Java – HTML-Entity escaping to prevent XSS

escapinghtmljavaowaspxss

I have some user input. Within my code, I ensure that the following symbols are escaped:

& -> & 
< -> &lt; 
> -> &gt;

OWASP states that there are more chars to be escaped.

For attributes, I do another kind of escaping:

& -> &amp; 
" -> &quot;

This ensures that all attributes are enclosed by ". This makes me sure about my html-attributes, but not about HTML itself.

I wonder if my escaping is sufficient. I've read this post, but I'm still not sure about my concern.

(JavaScripts are escaped with the OWASP-Library)

Best Solution

I use the OWASP (ESAPI) library as well, to escape strings for different types of display, use :

String html = ESAPI.encoder().encodeForHTML("hello < how > are 'you'");
String html_attr = ESAPI.encoder().encodeForHTMLAttribute("hello < how > are 'you'");
String js = ESAPI.encoder().encodeForJavaScript("hello < how > are 'you'");

HTML (assume jsp)

<tag attr="<%= html_attr %>" onclick="alert('<%= js %>')"><%= html %></tag>

Update (2017)

As ESAPI Encoders are considered legacy, a better alternative has been created and is actively being maintained, I would strongly recommend using the OWASP Java Encoder instead.

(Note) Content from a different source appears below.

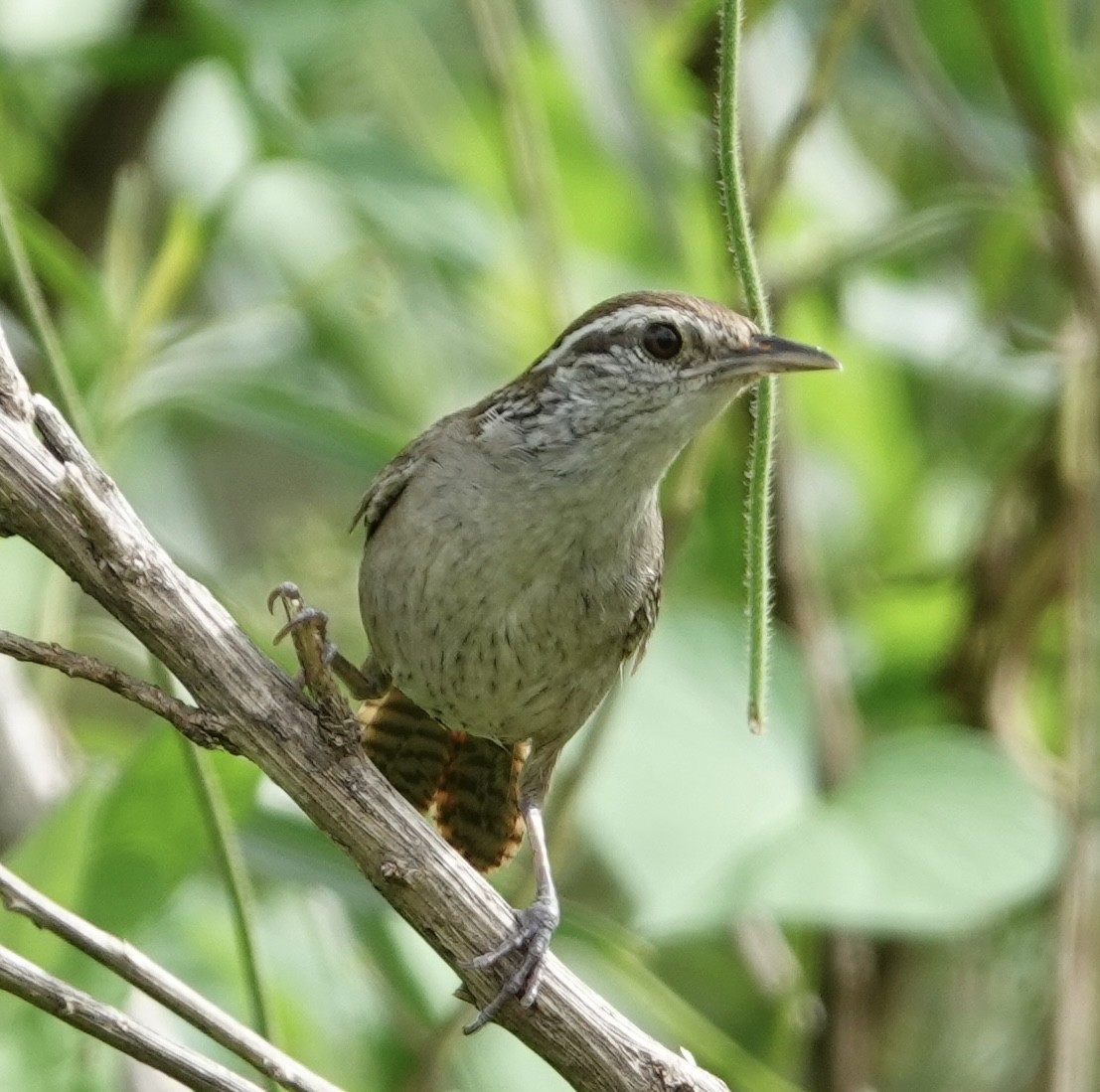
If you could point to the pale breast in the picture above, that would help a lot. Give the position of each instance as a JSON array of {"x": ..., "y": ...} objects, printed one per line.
[{"x": 494, "y": 618}]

If your project already uses ESAPI, an integration has been added that will allow you to use this library for encoding instead.

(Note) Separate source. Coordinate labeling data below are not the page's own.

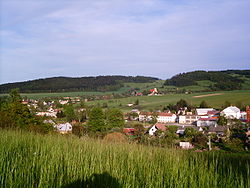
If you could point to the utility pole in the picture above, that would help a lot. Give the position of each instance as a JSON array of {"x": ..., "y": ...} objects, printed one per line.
[{"x": 209, "y": 143}]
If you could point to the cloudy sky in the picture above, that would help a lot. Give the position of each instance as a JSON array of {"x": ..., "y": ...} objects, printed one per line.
[{"x": 45, "y": 38}]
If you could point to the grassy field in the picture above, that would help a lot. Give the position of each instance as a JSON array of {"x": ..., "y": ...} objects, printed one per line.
[
  {"x": 157, "y": 102},
  {"x": 29, "y": 160}
]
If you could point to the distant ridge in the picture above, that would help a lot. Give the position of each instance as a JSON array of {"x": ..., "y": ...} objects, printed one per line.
[
  {"x": 220, "y": 80},
  {"x": 63, "y": 84}
]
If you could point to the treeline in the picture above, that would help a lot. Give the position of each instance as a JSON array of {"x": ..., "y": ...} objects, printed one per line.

The usage is explained on their wiki page, but for the sake of completion, this is how you can use it to contextually encode your data:

// HTML Context
String html = Encoder.forHtml("u<ntrus>te'd'");

// HTML Attribute Context
String htmlAttr = Encoder.forHtmlAttribute("u<ntrus>te'd'");

// Javascript Attribute Context
String jsAttr = Encoder.forJavaScriptAttribute("u<ntrus>te'd'");

HTML (assume jsp)

<div data-attr="<%= htmlAttr %>" onclick="alert('<%= jsAttr %>')">
    <%= html %>
</div>

PS: more contexts exist and are supported by the library